The results presented here indicate that a lower disease burden and greater levels of psycho-social resources explained the apparent paradox between level of functioning (ADL) and perceived QoL. Those with poor functioning, and who perceived their QoL to be good, rather than ‘not good’, tended to feel in control of their lives, adopting a ‘can do’, positive approach, and using coping strategies of acceptance and compensation. This supports theories of mind-body balance [1], and of greater perceived control leading to more effective coping [5, 10, 30]. The significant role of social and practical support is consistent with the literature on the role of social support as a buffer to stress [3, 4, 16]. The importance of self-rated health supports the need for a less biologically dependent model of illness. However, some caution in interpretation of the data is needed due to the wide confidence intervals, the small numbers who rated their QoL as ‘bad’, and, because the survey was cross-sectional, the direction of cause and effect cannot be specified.

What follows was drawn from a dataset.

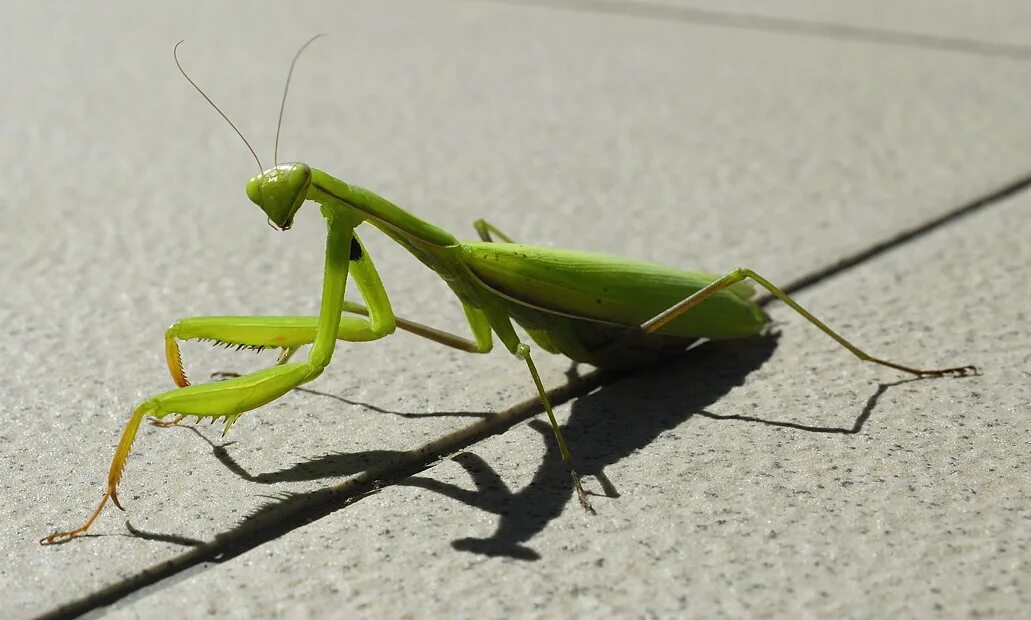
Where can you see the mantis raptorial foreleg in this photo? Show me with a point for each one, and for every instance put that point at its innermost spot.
(229, 399)
(289, 332)
(739, 274)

Although longitudinal analyses are required, the data presented indicate areas that could potentially be acted upon to help people to build up their reserves to maintain independent living.

Key points

  • About a fifth of respondents reported fairly to very severe levels of functional difficulty, and 62% of these rated their quality of life (QoL) as ‘good’.

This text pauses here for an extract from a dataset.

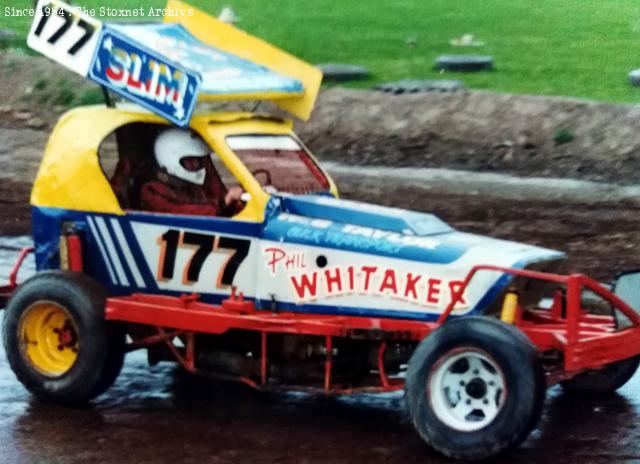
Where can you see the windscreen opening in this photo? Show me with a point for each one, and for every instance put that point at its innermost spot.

  • Those with poor physical functioning, and who perceived their QoL to be ‘good’, rather than ‘not good’, tended to feel in control of their lives, adopting a ‘can do’, positive approach, using coping strategies of acceptance and compensation.

  • It appears that a lower disease burden and greater levels of psycho-social resources explained the apparent paradox between level of physical functioning and perceived QoL.

  • The findings support theories of mind-body balance, control over life and social support leading to more effective coping. This also indicates a need for a less biologically dependent model of illness.

Conflict of interest

None. All authors declare that they have nothing to declare and no financial interests.

We are grateful to ONS Omnibus Survey staff and ONS Qualitative Research Unit for their advice and help with designing the questionnaire, conducting focus groups with older people to inform them of the questionnaire, the design, sampling and overseeing the Quality of Life Interview and processing of the data. Those who carried out the original analysis and collection of data hold no responsibility for the further analysis and interpretation of them. Material from the ONS Omnibus Survey, made available through ONS, has been used with the permission of the Controller of The Stationery Office. The dataset will be held on the Data Archive at the University of Essex. The research was mainly funded by the Economic and Social Research Council (award no. L480254003 (QoL), and part-funded by ESRC grant L480254042 and Medical Research Council Health Services Research Collaboration programme funding (Health and Disability). These funders had no role in the design of the study, the collection, analysis, and interpretation of the data, and in the preparation, review, or approval of the manuscript.